Simply asking the question might seem off-putting to some who would argue that Blacks are no longer forced at gunpoint to work for free. But scholars have for years insisted that ownership alone does not define the relationship between master and slave.
In his Pulitzer Prize-winning book, “Inhuman Bondage: The Rise and Fall of Slavery In The New World,” the historian David Brion Davis contends that slaves are in fact defined as a “perpetual condition of dishonor,” which provides the “master class with a resource for parasitic and psychological exploitation.”
This, Davis argues, imposes on the slave a type of “social death” leaving him “wholly excommunicated from civic life,” not unlike livestock (the etymology for the word “chattel” is derived from the Latin word for both “capital” and “cattle”).
Additionally, Davis quotes the Greek 6th-century reformer Solon, who explained his decision to abolish slavery: “All the common people,” Solon said, “are in debt to the rich.”

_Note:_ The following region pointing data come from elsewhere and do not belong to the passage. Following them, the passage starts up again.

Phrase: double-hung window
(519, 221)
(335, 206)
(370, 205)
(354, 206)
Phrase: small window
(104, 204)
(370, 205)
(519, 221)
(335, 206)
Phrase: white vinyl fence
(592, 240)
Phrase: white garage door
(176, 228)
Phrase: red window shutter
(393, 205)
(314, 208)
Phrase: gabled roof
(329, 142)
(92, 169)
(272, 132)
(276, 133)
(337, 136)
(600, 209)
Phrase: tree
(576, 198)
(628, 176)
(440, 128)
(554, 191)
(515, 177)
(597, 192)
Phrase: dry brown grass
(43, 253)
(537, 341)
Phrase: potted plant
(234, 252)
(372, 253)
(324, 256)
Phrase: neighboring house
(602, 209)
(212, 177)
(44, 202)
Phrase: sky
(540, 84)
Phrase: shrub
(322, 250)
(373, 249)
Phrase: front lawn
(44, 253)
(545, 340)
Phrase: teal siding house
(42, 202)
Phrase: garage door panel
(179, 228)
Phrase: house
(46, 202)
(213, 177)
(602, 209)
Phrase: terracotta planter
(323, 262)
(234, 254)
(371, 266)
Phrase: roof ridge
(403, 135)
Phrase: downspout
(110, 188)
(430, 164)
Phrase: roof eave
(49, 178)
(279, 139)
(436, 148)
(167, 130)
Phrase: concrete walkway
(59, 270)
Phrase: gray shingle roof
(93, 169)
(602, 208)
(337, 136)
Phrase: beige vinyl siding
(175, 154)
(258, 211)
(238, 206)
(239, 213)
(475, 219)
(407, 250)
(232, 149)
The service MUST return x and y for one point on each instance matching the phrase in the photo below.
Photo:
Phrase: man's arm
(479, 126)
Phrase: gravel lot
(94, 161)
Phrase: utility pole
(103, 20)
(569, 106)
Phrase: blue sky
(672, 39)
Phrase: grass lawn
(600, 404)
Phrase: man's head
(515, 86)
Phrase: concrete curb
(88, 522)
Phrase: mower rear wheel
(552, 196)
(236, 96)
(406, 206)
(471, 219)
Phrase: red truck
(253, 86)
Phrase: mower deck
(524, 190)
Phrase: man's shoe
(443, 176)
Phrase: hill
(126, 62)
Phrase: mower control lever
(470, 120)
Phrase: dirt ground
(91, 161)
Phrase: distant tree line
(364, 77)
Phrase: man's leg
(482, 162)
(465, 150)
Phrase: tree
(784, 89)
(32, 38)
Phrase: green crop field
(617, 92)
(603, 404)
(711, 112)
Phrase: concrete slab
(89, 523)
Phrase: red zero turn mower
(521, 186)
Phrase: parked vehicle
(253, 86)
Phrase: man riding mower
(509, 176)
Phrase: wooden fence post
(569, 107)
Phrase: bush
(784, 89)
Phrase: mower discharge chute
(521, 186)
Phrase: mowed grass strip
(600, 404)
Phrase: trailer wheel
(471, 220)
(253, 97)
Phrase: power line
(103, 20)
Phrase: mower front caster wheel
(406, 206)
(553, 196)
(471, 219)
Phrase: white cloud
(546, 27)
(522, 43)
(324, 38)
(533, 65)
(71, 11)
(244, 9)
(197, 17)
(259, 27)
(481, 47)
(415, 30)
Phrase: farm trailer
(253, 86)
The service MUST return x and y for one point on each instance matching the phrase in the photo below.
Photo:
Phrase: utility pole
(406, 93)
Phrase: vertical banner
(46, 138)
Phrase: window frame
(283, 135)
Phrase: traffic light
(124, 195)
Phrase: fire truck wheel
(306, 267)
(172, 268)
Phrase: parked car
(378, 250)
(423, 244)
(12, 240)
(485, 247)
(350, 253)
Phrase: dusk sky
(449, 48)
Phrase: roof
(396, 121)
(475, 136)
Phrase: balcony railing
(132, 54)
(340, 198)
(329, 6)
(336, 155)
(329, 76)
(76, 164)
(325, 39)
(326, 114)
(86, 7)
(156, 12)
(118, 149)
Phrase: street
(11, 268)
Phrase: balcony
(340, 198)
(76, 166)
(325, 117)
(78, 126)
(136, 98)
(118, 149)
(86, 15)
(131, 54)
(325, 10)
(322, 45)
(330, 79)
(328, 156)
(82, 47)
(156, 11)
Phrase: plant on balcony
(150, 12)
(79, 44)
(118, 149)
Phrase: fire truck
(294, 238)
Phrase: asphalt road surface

What Solon said in ancient times holds true today, especially for the nation’s 41 million Blacks, whose debt-to-asset ratios eclipse that of Whites by nearly 50%.
Whether the principal commodity is cotton or cars or credit, debt, dishonor, and alienation, or social death, remain central elements of the African American experience in the U.S. as evidenced by Flint’s water crisis and a prison industrial complex that jails more of its citizens than any country in the world, and more, even, in absolute numbers, than China, with a population that is five times larger.
The result is two nations in one, with Whites’ overall living standards rivaling Canada’s or Western Europe, while Blacks live a life that is closer in quality to Mexico or Palestine.
Whites in the main, exercise near-total control over the lives of Blacks in the workplace, at City Hall, and in the schools. Consider this: the poisoning of Flint’s water supply is a prime example of Critical Race Theory (CRT), which explores the institutional foundations of enduring racial disparities.
But the teaching of CRT, as it’s come to be known, has been banned by 66 states and local school boards across the country; Michigan is one of several states considering a ban.
“All we’re doing is carrying out the curriculum that has been handed down to us by White people, “ Sharrieff De’Johnette, the founder of the Heights Community Project in Hampton, Virginia, told the Minnesota Spokesman-Recorder in an interview. “We, as African Americans, are a serf population that is owned by the king and that king is White people,” said De’Johnette, who recently obtained a doctoral degree in education.
“We get confused because no one is in bondage but . . .all we know is a colonial world populated with neo-plantations. Who built and theorized all those spaces? Who built and created all those spaces? White people did.”
Continuing, he took aim at Barack Obama and the Congressional Black Caucus. “Nothing [Obama] did was for the empowerment of Black people; he merely carried out what he had been instructed to do. . . .The CBC is just one big plantation as well. They don’t do anything to empower Black people. Give me an example when the CBC has acted independently of the Democratic party; they’re a colony.”
De’Johnette said that the first step for the emancipation for African Americans is acknowledging their lack of self-determination, much as alcoholics must acknowledge their condition before they can begin to address it. He invoked the quote famously attributed to Harriet Tubman:
“I freed a thousand slaves,” Tubman reportedly said in response to a reporter’s question, “I could have freed a thousand more if I could’ve only convinced them they were slaves.”
Jon Jeter is a contributing writer at the Minnesota Spokesman-Recorder, who has also served stints at the Minneapolis Star Tribune, and The Washington Post, among others.